La anciana estaba agachada, y Tom la observaba con interés, avivado por cierta ansiedad. Cuando ádivinó por «donde iba» ya era demasiado tarde. El mango de la cucharilla delatora se veía por debajo de las faldas de la cama. Tom parpadeó y bajó los ojos. La tía Polly lo levantó del suelo por el acostumbrado agarradero, la oreja, y le dio un fuerte papirotazo en la cabeza con el dedal.

-Y ahora, dígame usted: ¿Por qué ha tratado a ese pobre animal de esa manera?

-Lo hice de pura lástima..., porque no tiene tías.

-¡Porque no tiene tías! ¡Simple! ¿Qué tiene que ver con eso?

-La mar. ¡Porque si hubiera tenido una tía, le hubiera quemado vivo ella misma! Le hubiera asado las entrañas hasta que las echase fuera, sin darle más lástima que si fuera un ser humano.

La tía Polly sintió de pronto la angustia del remordimiento. Eso para poner la cosa bajo una nueva luz: lo que era crueldad para un gato, podia también ser crueldad para un chico. Comenzó a enternecerse; sentía pena. Se le humedecieron los ojos; puso la mano sobre la cabeza de Tom y dijo dulcemente:

-Ha sido con la mejor intención, Tom. Y además, hijo, te ha hecho bien.

Tom levantó los ojos y la miró a la cara con un imperceptible guiño de malicia asomando a través de su gravedad:

Ya sé que lo hiciste con la mejor intención, tía, y lo mismo me ha pasado a mí con Perico. También a él le ha hecho bien: no le he visto nunca dar vueltas con tanta soltura.

-¡Anda, vete de aquí antes de que me hagas enfadar de nuevo! Y trata de ver si puedes ser bueno por una vez, y no necesitas tomar ya más medicina.

Tom llegó a la escuela antes de la hora. Se había notado que ese hecho, tan desusado, se venía repitiendo de algún tiempo atrás. Y aquel día, como también, en los anteriores, se quedó por los alrededores de la puerta del patio, en vez de jugar con sus compañeros. Estaba malo, según decía, y su aspecto lo confirmaba.

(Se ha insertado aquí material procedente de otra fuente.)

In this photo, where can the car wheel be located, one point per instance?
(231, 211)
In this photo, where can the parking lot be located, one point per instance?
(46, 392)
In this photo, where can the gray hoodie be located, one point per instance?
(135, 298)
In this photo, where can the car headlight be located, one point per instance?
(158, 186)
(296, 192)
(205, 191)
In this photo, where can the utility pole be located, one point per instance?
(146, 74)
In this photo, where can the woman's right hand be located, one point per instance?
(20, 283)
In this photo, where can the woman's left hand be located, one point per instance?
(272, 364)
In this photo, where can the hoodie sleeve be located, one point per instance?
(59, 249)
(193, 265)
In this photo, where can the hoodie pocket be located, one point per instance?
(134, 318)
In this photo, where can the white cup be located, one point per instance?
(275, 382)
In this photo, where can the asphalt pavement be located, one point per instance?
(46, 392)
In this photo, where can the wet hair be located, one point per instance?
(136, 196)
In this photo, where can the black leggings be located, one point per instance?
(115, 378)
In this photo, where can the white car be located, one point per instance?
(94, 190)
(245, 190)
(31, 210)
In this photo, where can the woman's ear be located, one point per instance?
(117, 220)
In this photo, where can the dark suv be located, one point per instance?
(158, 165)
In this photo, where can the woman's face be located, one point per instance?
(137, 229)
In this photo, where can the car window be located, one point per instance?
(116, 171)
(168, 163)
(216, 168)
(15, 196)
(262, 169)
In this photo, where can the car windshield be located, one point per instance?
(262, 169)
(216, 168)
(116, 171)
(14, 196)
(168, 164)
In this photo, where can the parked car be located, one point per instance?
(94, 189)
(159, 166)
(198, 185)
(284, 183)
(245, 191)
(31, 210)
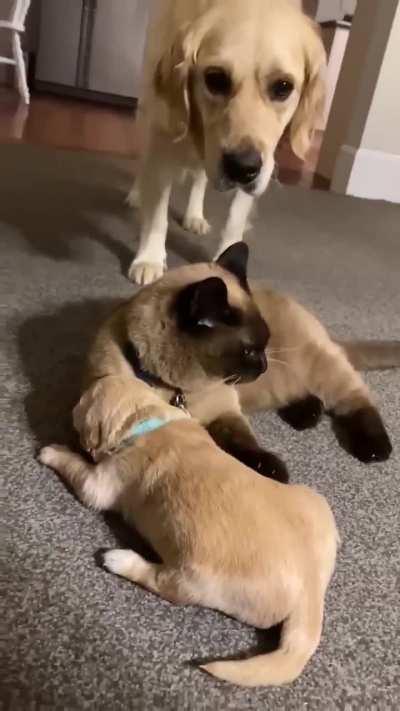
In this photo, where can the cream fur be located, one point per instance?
(184, 129)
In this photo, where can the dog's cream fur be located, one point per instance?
(185, 128)
(228, 538)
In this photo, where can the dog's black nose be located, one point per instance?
(242, 166)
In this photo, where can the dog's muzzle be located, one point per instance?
(242, 167)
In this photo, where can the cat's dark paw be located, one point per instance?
(363, 435)
(264, 463)
(302, 414)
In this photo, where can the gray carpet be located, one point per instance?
(77, 638)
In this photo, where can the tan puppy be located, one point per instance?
(228, 539)
(222, 81)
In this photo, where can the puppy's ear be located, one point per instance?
(312, 100)
(201, 306)
(171, 78)
(235, 260)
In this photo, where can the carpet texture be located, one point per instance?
(75, 637)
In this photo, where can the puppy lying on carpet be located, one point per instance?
(228, 539)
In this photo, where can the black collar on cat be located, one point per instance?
(178, 398)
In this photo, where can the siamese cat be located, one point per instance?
(202, 339)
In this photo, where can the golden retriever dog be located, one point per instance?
(229, 539)
(223, 79)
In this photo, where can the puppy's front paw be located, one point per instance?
(363, 435)
(143, 273)
(197, 225)
(50, 455)
(124, 562)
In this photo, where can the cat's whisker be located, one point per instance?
(276, 360)
(284, 350)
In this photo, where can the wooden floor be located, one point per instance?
(83, 125)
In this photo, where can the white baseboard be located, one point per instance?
(366, 173)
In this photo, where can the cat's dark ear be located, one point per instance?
(235, 260)
(202, 305)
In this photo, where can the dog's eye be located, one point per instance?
(280, 89)
(217, 81)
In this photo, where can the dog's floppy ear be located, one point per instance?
(312, 99)
(171, 78)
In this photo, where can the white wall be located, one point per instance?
(382, 128)
(360, 153)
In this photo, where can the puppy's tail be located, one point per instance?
(372, 355)
(300, 637)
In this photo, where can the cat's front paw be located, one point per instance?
(363, 435)
(302, 414)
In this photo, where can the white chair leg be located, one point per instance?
(20, 68)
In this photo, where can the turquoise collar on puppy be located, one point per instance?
(145, 427)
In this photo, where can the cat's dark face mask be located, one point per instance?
(230, 340)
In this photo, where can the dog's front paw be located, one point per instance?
(264, 463)
(197, 225)
(363, 435)
(143, 273)
(49, 455)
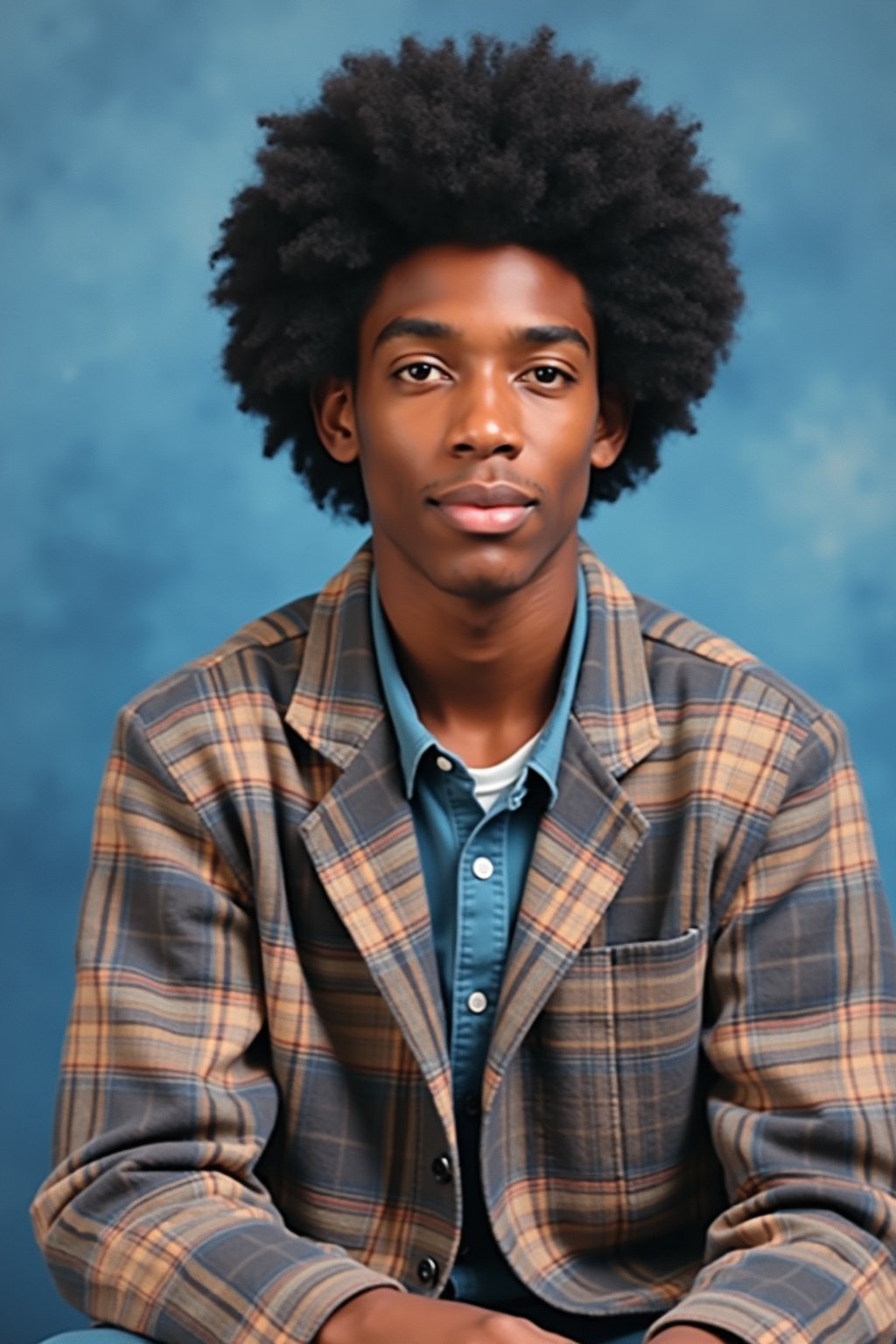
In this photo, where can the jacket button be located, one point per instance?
(427, 1270)
(442, 1168)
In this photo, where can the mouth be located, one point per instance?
(485, 521)
(491, 509)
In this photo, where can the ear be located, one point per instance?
(333, 410)
(614, 423)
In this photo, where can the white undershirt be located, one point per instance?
(492, 780)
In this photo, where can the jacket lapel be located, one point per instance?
(589, 839)
(360, 837)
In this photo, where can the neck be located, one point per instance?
(484, 674)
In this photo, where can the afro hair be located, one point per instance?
(500, 144)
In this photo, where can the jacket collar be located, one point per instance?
(339, 701)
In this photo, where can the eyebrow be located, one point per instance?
(547, 335)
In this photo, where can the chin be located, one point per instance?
(484, 582)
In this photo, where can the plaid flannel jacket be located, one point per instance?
(690, 1096)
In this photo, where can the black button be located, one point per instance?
(442, 1168)
(427, 1270)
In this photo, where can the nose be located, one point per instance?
(486, 418)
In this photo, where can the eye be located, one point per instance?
(419, 373)
(549, 375)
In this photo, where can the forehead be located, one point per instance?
(474, 290)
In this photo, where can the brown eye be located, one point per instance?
(550, 376)
(416, 373)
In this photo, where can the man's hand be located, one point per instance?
(386, 1316)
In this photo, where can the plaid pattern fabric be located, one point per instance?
(690, 1098)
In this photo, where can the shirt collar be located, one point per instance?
(414, 739)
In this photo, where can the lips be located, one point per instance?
(485, 509)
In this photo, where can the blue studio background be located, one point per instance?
(138, 524)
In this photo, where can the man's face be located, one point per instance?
(474, 416)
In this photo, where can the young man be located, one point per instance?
(473, 952)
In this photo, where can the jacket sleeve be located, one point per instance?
(801, 1040)
(153, 1218)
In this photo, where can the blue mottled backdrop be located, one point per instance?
(140, 526)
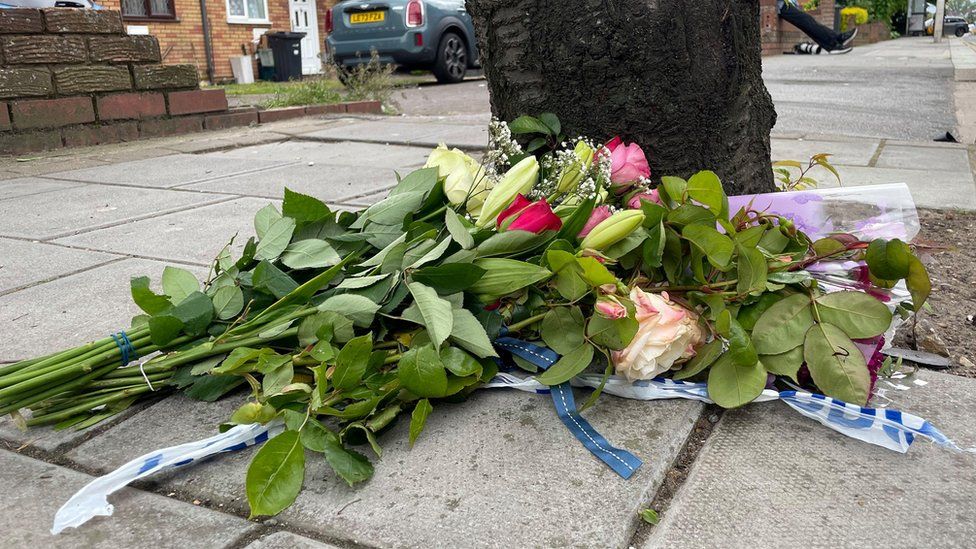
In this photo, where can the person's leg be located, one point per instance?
(827, 38)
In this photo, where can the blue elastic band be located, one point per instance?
(125, 347)
(621, 461)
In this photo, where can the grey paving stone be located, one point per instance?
(856, 153)
(330, 183)
(68, 211)
(345, 153)
(23, 263)
(195, 235)
(498, 470)
(768, 477)
(30, 185)
(35, 491)
(287, 540)
(946, 159)
(166, 171)
(74, 309)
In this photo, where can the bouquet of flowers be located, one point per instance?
(551, 255)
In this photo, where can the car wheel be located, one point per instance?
(452, 59)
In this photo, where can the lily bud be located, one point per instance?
(519, 179)
(613, 229)
(573, 174)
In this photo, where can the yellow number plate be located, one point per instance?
(367, 17)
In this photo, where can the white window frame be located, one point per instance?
(247, 20)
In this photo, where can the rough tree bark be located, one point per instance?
(683, 78)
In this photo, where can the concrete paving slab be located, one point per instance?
(69, 211)
(74, 309)
(35, 491)
(23, 186)
(948, 159)
(345, 153)
(498, 470)
(287, 540)
(167, 171)
(857, 153)
(330, 183)
(769, 477)
(23, 263)
(195, 235)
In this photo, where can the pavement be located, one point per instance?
(498, 470)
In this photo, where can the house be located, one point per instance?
(232, 26)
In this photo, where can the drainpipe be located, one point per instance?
(207, 47)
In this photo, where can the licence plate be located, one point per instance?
(367, 17)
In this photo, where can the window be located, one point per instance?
(149, 9)
(247, 11)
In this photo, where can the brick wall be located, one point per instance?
(181, 41)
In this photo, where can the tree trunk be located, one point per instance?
(682, 78)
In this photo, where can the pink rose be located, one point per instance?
(667, 333)
(628, 163)
(524, 215)
(599, 214)
(650, 196)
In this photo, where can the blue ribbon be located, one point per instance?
(621, 461)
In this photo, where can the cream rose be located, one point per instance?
(667, 333)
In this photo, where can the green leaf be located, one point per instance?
(450, 278)
(276, 239)
(357, 308)
(704, 358)
(528, 124)
(263, 220)
(310, 254)
(784, 364)
(228, 302)
(422, 373)
(783, 326)
(459, 363)
(888, 259)
(858, 314)
(179, 283)
(351, 466)
(147, 300)
(715, 245)
(470, 334)
(731, 385)
(752, 271)
(457, 229)
(568, 366)
(706, 188)
(303, 208)
(836, 364)
(275, 475)
(418, 418)
(436, 312)
(352, 361)
(562, 329)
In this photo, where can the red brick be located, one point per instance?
(61, 20)
(275, 115)
(230, 120)
(368, 107)
(130, 105)
(170, 126)
(336, 108)
(196, 101)
(52, 113)
(4, 117)
(92, 134)
(22, 142)
(20, 21)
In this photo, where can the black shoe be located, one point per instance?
(847, 38)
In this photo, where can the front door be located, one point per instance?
(303, 19)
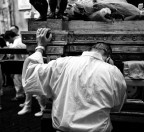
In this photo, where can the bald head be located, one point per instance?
(14, 29)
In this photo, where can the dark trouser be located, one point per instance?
(41, 6)
(61, 4)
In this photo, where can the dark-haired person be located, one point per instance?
(15, 29)
(16, 41)
(84, 89)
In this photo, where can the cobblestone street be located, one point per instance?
(10, 121)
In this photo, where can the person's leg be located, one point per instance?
(42, 100)
(53, 5)
(41, 6)
(27, 105)
(62, 6)
(18, 86)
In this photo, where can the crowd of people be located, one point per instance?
(12, 39)
(84, 89)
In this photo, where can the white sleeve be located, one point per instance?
(120, 87)
(36, 75)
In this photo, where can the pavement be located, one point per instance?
(10, 121)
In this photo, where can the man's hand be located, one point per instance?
(41, 36)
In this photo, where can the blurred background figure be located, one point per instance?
(56, 8)
(16, 41)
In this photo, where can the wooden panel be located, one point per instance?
(58, 37)
(13, 51)
(117, 37)
(56, 50)
(104, 26)
(52, 57)
(54, 24)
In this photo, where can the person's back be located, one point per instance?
(84, 93)
(84, 89)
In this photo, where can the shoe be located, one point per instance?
(25, 110)
(51, 15)
(22, 105)
(38, 114)
(1, 92)
(17, 98)
(0, 107)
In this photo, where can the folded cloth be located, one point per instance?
(122, 8)
(134, 69)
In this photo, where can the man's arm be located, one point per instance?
(119, 87)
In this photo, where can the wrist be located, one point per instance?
(40, 48)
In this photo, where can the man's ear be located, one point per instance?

Aparentó que estaba mirando en todas direcciones menos en la que realmente miraba: carretera abajo. A poco aparecio a la vista Jeff Thatcher, y a Tom se le iluminó el semblante; miró un momento y apartó la vista compungido. Cuando Jeff Thatcher llegó, Tom se le acercó y fue llevando hábilmente la conversación para darle motivo de decir algo a Becky; pero el atolondrado rapaz no vio el cebo. Tom siguió en acecho, lleno de esperanza cada vez que una falda revoloteaba a lo lejos, y odiando a su propietaria cuando veía que no era la que esperaba. Al fin cesaron de aparecer faldas, y cayó en desconsolada murria. Entró en la escuela vacía y se sentó a sufrir. Una falda más penetró por la puerta del patio, y el corazón le pegó un salto. Un instante después estaba Tom fuera y lanzado a la palestra como un indio bravo: rugiendo, riéndose, persiguiendo a los chicos, saltando la valla a riesgo de perniquebrarse, dando volteretas, quedándose en equilibrio con la cabeza en el suelo, y en suma, haciendo todas las heroicidades que podía concebir, y sin dejar ni un momento, disimuladamente, de observar si Becky le veía. Pero no parecía que ella se diese cuenta; no miró ni una sola vez. ¿Era posible que no hubiera notado que estaba él allí? Trasladó el campo de sus hazañas a la inmediata vecindad de la niña: llegó lanzando el grito de guerra de los indios, arrebató a un chico la gorra y la tiró al tejado de la escuela, atropelló por entre un grupo de muchachos, tumbándolos cada uno por su lado, se dejó caer de bruces delante de Becky, casi haciéndola vacilar. Y ella volvió la espalda, con la nariz respingada, y Tom le oyó decir: «¡Puff Algunos se tienen por muy graciosos...; ¡siempre presumiendo!»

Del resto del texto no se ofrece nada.